Collett was born at Buskerud Manor at Åmot in Modum Municipality, Norway. He was the youngest son of landowner John Collett (1807–1891), grandson of judge Peter Collett and grandnephew of Christian Ancher Collett. He was also the father of chemist and industrialist Emil Collett and physician Arthur Collett.

He was originally a clerk in Christiania Bank og Kreditkasse. He is most associated with his take over the Salsbruket Agricultural Stakeholder Society (Salsbrukets Interessentselskab) at Nærøy Municipality in Nord-Trøndelag. Collett took over the operation which had interests in forestry and lumber production. At the same time, he bought several other properties in the area in Kolvereid Municipality and Foldereid Municipality (now both part of Nærøysund Municipality). In 1871, he founded Firma Albert Collett and turned it into a real estate management company.
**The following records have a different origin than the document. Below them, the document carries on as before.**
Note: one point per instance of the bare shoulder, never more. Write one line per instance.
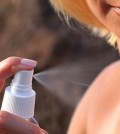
(105, 101)
(99, 107)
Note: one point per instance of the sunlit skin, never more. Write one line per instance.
(99, 110)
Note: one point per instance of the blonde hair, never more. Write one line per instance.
(79, 10)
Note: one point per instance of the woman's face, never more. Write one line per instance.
(108, 12)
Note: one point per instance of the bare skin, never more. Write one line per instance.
(11, 124)
(99, 110)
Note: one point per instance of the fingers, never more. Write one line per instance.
(11, 65)
(14, 125)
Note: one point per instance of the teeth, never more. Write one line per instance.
(116, 9)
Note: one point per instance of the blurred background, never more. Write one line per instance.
(31, 29)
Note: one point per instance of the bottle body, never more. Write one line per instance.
(19, 97)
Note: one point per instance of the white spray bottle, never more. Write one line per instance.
(19, 97)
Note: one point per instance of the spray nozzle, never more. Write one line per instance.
(23, 78)
(19, 98)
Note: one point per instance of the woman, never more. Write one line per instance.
(99, 110)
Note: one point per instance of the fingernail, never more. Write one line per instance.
(28, 62)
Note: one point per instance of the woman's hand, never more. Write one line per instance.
(11, 124)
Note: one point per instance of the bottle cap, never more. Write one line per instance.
(19, 97)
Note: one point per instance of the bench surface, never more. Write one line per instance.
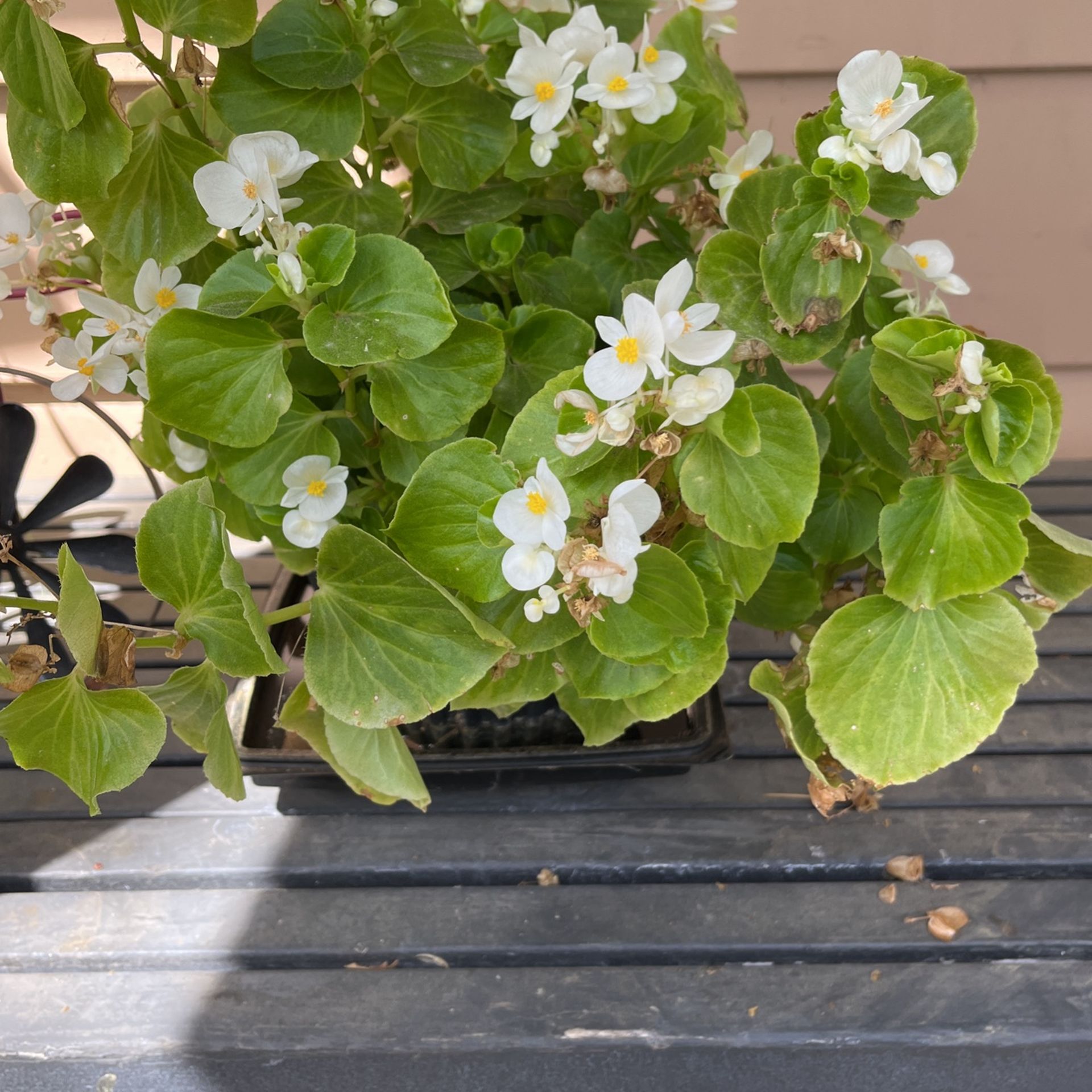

He became one of the largest landowners in the valley of Namdalen. The acquisition of Salsbruket secured hydropower from the Opløelva river at Salsbruket and a good port at Opløfjorden. He soon had large modern sawmills in full operation. The sawmill operation lasted until 1898. After his death in 1896, management of the company was taken over by his widow Nanna Høegh Collett (1854–1921), then from 1912 their sons Johan (b. 1874), Oscar (b. 1876) and Axel (b. 1880).